Rencontre avec Jean-François Camilleri

À l’occasion du Festival International du film de Marrakech et des Ateliers de l’Atlas, Jean-François Camilleri, fondateur de Pathé BC Afrique et d’Echo Studio, détaille les défis et enjeux du secteur cinématographique des zones Afrique et Maghreb.

Vous êtes à Marrakech pour le Festival du film et plus particulièrement les ateliers de l’Atlas, pouvez-vous nous en dire plus sur ce rendez-vous ?

Je suis très heureux de faire ce premier entretien pour Boxoffice Pro Maghreb depuis le Festival de Marrakech qui s’est ouvert  vendredi. Aujourd’hui commencent les Ateliers de l’Atlas, rencontres professionnelles qui ne concernent pas uniquement le cinéma du Maroc ou du Maghreb, mais tout le cinéma africain. C’est l’occasion pour des scénaristes et réalisateurs d’échanger avec des professionnels. Ainsi 24 projets, sur 240 reçus, vont être présentés à des producteurs  qui pourront conseiller  les auteurs. En parallèle, il y aura des séances plénières sur la distribution et la coproduction, et des temps conviviaux favorisant les rencontres.

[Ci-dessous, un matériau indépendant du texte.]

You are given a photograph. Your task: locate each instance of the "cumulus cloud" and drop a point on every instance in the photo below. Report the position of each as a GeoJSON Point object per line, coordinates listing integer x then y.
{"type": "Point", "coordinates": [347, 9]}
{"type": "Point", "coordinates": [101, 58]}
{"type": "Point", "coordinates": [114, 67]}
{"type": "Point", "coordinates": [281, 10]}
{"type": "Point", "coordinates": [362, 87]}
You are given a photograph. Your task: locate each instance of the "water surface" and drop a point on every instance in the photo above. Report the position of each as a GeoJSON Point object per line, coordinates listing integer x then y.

Ces Ateliers ont l’avantage de mixer les cultures, les idées et les thèmes, entre professionnels venus de toute l’Afrique et du monde entier. Cela permet de contribuer à l’élan de la production cinématographique de cette région, ce qui est très important :  le public marocain, algérien ou tunisien, va bien évidemment voir les films qui sont consommés dans le monde entier, mais aussi et surtout, des films locaux. Des ateliers comme ceux de l’Atlas, qui s’appuient sur ,une consultation du  public, contribuent à faire des films de qualité. 

Dans le contexte global de l’industrie du cinéma, comment voyez-vous les enjeux et les opportunités en Algérie, au Maroc et en Tunisie pour les années qui viennent ?

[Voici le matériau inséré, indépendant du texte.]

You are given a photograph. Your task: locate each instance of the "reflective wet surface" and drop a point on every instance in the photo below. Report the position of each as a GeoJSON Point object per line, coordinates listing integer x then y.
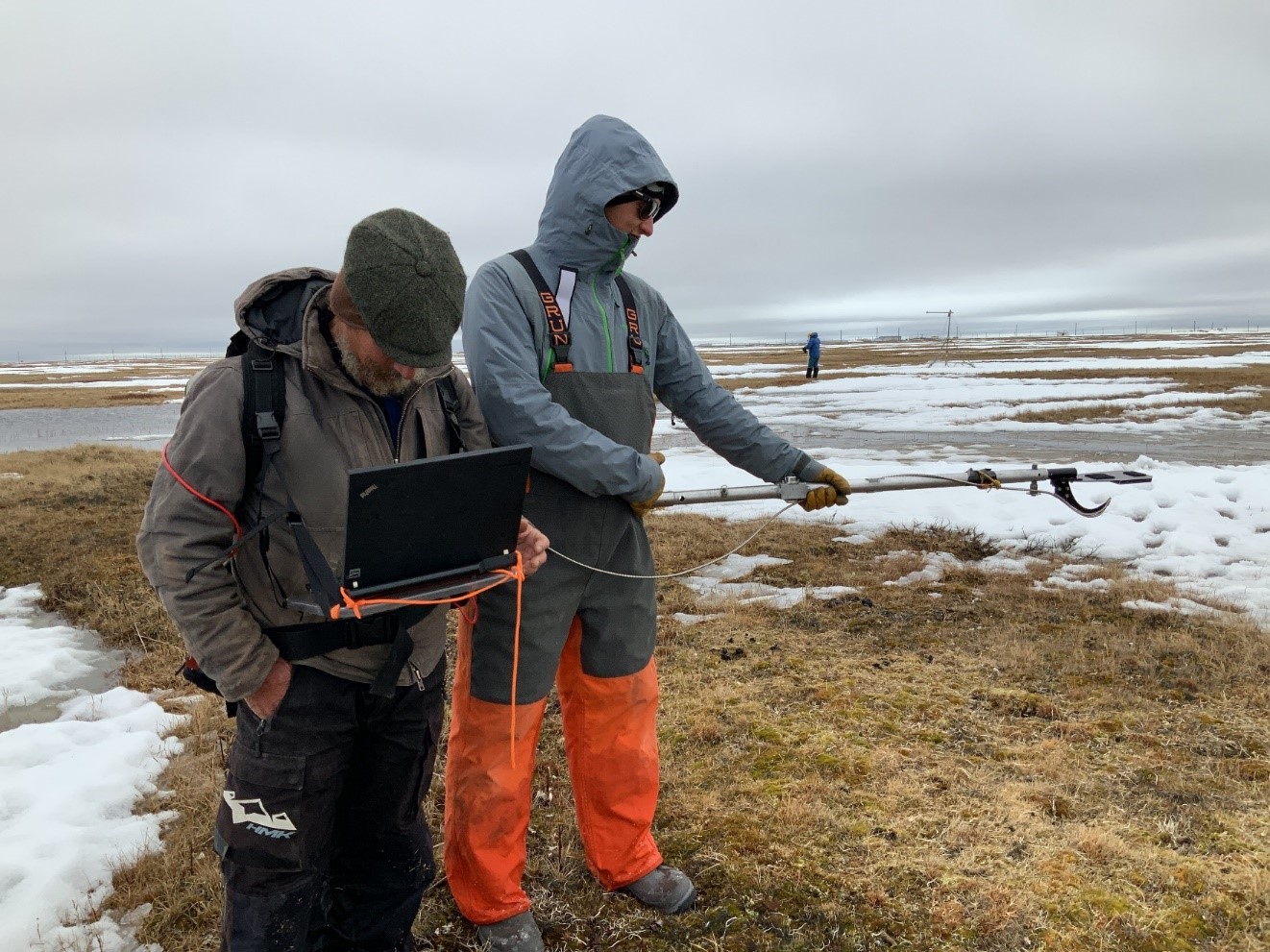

On sait que le public, dans ces trois pays particulièrement, aime le cinéma. Il y a toujours eu de grands réalisateurs algériens, tunisiens et marocains, dont les films ont été primés dans les festivals internationaux, à commencer par Cannes. Ce sont des pays où la culture cinématographique est très ancrée. Mais pour que les gens aillent au cinéma, il faut qu’il y ait des cinémas ! Avec la construction qui a repris depuis quatre ou cinq ans, que ce soit de salles uniques, de petits complexes ou de multiplexes, on voit que la fréquentation est repartie à la hausse. Par exemple, les trois multiplexes tunisiens ouverts ces trois dernières années, notamment par Pathé, représentent déjà près d’un million d’entrées. Ce qui est absolument énorme sur un marché qui n’était  que de 500 ou 600 000 entrées, et a donc été multiplié par trois. Au fur et à mesure que les cinémas rouvriront au Maroc, en Algérie et encore en Tunisie, le public reviendra. Il y a un véritable élan, mais c’est aussi un véritable enjeu.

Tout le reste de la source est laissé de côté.